"I'm back, mom! I brought you a mocha if you want it, decaf, non-fat, no whip!" Erin closed the front door by nudging it with her foot. Had her mom even gotten out of her room today? Lately it seemed as though her mother were mourning or something, but that obviously wasn't the case. She didn't even have any friends to be sad for if they did die.

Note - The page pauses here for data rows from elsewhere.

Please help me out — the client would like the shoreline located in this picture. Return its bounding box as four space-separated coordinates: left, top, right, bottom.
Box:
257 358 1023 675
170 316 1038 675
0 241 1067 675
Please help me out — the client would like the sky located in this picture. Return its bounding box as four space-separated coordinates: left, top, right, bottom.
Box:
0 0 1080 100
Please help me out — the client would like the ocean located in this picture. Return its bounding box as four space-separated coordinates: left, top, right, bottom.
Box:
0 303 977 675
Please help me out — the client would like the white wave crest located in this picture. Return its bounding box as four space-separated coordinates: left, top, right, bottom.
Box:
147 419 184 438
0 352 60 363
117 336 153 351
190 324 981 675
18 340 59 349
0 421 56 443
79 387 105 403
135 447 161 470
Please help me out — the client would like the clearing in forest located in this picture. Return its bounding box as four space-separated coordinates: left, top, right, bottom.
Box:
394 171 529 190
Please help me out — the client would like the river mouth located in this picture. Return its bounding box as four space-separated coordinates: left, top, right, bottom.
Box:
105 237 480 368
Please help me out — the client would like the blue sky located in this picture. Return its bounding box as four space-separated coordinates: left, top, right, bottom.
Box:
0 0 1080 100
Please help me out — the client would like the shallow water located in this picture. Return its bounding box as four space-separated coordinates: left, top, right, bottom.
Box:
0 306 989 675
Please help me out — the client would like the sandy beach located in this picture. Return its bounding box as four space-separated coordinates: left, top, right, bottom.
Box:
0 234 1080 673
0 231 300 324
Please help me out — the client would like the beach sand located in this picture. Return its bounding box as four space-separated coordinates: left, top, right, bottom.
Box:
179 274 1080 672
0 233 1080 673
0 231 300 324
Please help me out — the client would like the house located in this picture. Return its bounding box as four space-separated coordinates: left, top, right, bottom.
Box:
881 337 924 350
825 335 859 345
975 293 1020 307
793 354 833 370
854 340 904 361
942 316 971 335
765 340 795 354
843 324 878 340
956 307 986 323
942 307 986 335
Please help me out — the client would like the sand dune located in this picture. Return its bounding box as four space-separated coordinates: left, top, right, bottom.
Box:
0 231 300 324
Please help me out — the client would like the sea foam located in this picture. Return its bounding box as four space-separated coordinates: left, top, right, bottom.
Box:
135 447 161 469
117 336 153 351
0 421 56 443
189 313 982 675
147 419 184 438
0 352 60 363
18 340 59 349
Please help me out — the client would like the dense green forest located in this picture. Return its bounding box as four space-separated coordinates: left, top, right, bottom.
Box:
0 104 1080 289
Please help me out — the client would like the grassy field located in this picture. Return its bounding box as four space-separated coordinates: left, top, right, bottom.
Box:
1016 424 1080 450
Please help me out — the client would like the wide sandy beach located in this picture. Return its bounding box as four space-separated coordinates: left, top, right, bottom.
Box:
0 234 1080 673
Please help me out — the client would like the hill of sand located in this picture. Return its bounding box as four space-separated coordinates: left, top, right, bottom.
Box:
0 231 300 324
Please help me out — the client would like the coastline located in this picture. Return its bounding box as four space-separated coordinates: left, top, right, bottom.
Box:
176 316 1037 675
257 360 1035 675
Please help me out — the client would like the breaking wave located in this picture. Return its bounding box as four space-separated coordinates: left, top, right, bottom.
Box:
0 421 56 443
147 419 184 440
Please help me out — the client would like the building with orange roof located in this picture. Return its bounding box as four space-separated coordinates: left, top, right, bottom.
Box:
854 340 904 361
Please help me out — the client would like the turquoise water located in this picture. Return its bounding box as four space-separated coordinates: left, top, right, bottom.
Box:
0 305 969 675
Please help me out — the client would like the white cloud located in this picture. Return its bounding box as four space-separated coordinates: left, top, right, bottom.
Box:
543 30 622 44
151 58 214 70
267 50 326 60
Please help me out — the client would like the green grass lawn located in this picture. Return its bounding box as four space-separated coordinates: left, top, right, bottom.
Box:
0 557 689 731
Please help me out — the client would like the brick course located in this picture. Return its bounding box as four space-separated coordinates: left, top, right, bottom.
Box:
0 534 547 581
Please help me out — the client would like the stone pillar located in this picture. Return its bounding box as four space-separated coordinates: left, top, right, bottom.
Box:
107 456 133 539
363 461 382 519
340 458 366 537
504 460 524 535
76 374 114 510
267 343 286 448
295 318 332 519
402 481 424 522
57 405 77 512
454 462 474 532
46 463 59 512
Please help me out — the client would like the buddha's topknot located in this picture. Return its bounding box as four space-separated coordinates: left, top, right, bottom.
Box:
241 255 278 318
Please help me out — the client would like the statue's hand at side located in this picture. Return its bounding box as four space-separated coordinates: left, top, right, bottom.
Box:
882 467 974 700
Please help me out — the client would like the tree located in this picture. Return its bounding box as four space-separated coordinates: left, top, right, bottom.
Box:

"Mama, come on out," Erin had crossed the small kitchen that was connected to the small living room and stopped in front of her mother's bedroom door. Inside, she could hear muttering. The nearly-eighteen year old hesitated, her hand lingering just above the doorknob before gripping it. A charm on the doorknob jingled softly as Erin turned the knob slowly. She didn't want to admit to herself that she was scared by her mother's behavior. Last week, she'd been telling stories of monsters that the form of an angel and could not be killed by plagues. It seemed as though she were slowly going insane, her mother was, and for whatever reason Erin's birthday seemed to be a taboo topic.
"Mom this is a mess!" Erin said upon entering her mother's room, which really ought to be called a lair due to its uncleanliness. And there was her mother, with her hands in her hair sitting in a fetal position on her bed. She'd drawn runes, banishing circles, protecting circles, all over her room, and even on the ceiling. Was that... crying, that she heard?
"M...mother..." What was there to say? The woman on the bed before Erin was hardly a mother, and seemed more to be a broken woman pleading to go to an asylum.
"...Come here, Tib," the daughter diverted her attention to a crow that had taken to pecking at a picture whose frame was cracked. It looked as though it must have been thrown against something, and with curiosity Erin gingerly picked up the photograph, frame and all, minding the shards that fell off and landed on the desk with the sound of bells. "Is this dad, Tib?" Erin asked the bird, knowing that her mother wasn't usually coherent in this state. The bird bobbed up and down, almost like a nod.
"TIB!" the panicking woman leaped up from her bed and ripped the framed picture from Erin's hands, screaming at the bird in a shrill voice that almost sounded like Tib's own caws. "SHE CAN'T KNOW!" she shrieked. Had her hair always been so dark brown? It had never seemed so close to black. And her fingers, the way they grasped at the object in her hands, it made her fingertips almost seem like talons. Erin's mind seemed to be playing tricks on her.
"Mom, stop! Stop! You're scaring me, stop!!" The daughter backed out of the disastrously shambled room, holding her ears to drown out the sound of the crow and her mother, whose cries could almost be described exactly as caws now.
Erin let the door slam behind her, and she stumbled onto the floor, hands still over her ears and some tears beginning to form in her eyes. Something was wrong, something was definitely wrong. With a shaky finger, Erin slowly drew a summoning circle in the carpet. "Please let her be better...Please give her peace...give her peace."
The day after tomorrow, Erin would be considered a legal adult. She doubted that she could leave her mother.